Le Bois de la Chaise is described as a forêt (forest) on the Île de Noirmoutier, on the Atlantic coast of France. It covers only 110 hectares. That's 1.1 square kilometers, or less than half a square mile. The place we found where we could eat our picnic lunch last October 24, when we were spending a week on the coast, was in the Bois de la Chaise. I've been looking again at some of the photos I took there — so here are a couple. Also, chaise means "chair." I don't know why the "forest" is called the "woods of the chair."
Obviously, the French word forêt doesn't have the same meaning as the English word "forest" — at least not in the way we use the term in North America. Anyway, this looks a lot like a scene on the North Carolina coast, thanks to the live oak trees. I don't know if they are the same species, but they must be very closely related. In French they're called chênes verts — "green oaks." They stay green year-round.
I'm not sure what Natasha the Sheltie was doing when I took this photo. That's Walt with the sun on his face. Sorry for the poor image quality. I am sure that the picnic table also looks just like a picnic table you'd see in North Carolina. We were lucky to find one that wasn't already being used. We hadn't yet got our lunch out of the insulated Whole Foods bag we had packed it in early in the morning, before leaving the gîte.

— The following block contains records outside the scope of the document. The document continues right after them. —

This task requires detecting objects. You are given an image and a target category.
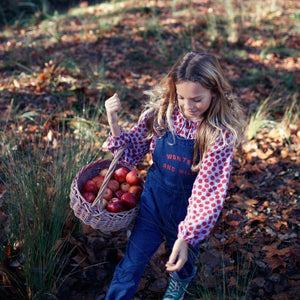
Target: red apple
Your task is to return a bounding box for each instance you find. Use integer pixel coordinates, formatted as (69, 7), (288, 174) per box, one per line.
(121, 192), (138, 209)
(82, 180), (98, 194)
(113, 167), (129, 183)
(92, 175), (104, 188)
(103, 187), (113, 200)
(107, 198), (127, 213)
(107, 179), (120, 192)
(114, 189), (125, 199)
(128, 185), (143, 199)
(99, 167), (109, 177)
(82, 192), (95, 203)
(126, 170), (142, 185)
(120, 182), (131, 192)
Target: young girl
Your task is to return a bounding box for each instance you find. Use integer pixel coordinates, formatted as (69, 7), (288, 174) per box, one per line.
(104, 51), (245, 300)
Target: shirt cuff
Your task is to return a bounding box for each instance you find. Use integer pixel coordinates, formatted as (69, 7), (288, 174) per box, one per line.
(107, 129), (130, 150)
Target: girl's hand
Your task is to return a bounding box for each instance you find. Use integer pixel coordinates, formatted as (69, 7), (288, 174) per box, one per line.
(105, 93), (122, 137)
(165, 238), (188, 272)
(105, 93), (121, 121)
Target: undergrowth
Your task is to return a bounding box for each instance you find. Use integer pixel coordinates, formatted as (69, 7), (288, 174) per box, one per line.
(0, 112), (104, 298)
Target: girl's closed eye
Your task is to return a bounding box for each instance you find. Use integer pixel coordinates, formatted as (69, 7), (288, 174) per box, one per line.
(178, 97), (202, 103)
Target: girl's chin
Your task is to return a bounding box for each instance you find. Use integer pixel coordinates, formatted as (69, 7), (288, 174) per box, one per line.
(179, 108), (202, 121)
(184, 112), (201, 121)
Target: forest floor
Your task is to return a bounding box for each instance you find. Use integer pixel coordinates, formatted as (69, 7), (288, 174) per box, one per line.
(0, 0), (299, 299)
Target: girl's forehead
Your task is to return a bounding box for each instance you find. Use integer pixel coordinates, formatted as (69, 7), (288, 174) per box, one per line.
(175, 81), (210, 95)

We weren't far at all from the beach. Again, this is the bay side of the island. The body of water is called an anse in French. I knew the term, but I hadn't thought about how it would be translated. I understood it as "an arm of the sea." I just looked it up and found the term "cove" — that's exactly what it would be called in N.C. as well.
Above are the cabines de plage on the nearby Plage des Sableaux. I think we might call them "beach cabanas" but I see the term "beach huts" on English language versions of Noirmoutier tourist sites. They are little cabins where you can change into your bathing costume, with your modesty uncompromised.
Can you tell I felt at home on Noirmoutier island? I keep thinking I might like to live there. It probably won't ever happen — we are too settled here in Saint-Aignan, and we don't have much to complain about. Since Noirmoutier is not more than four hours (170 miles) away by car, maybe the thing to do would be to go back in different seasons and see what it is like at other times of the year.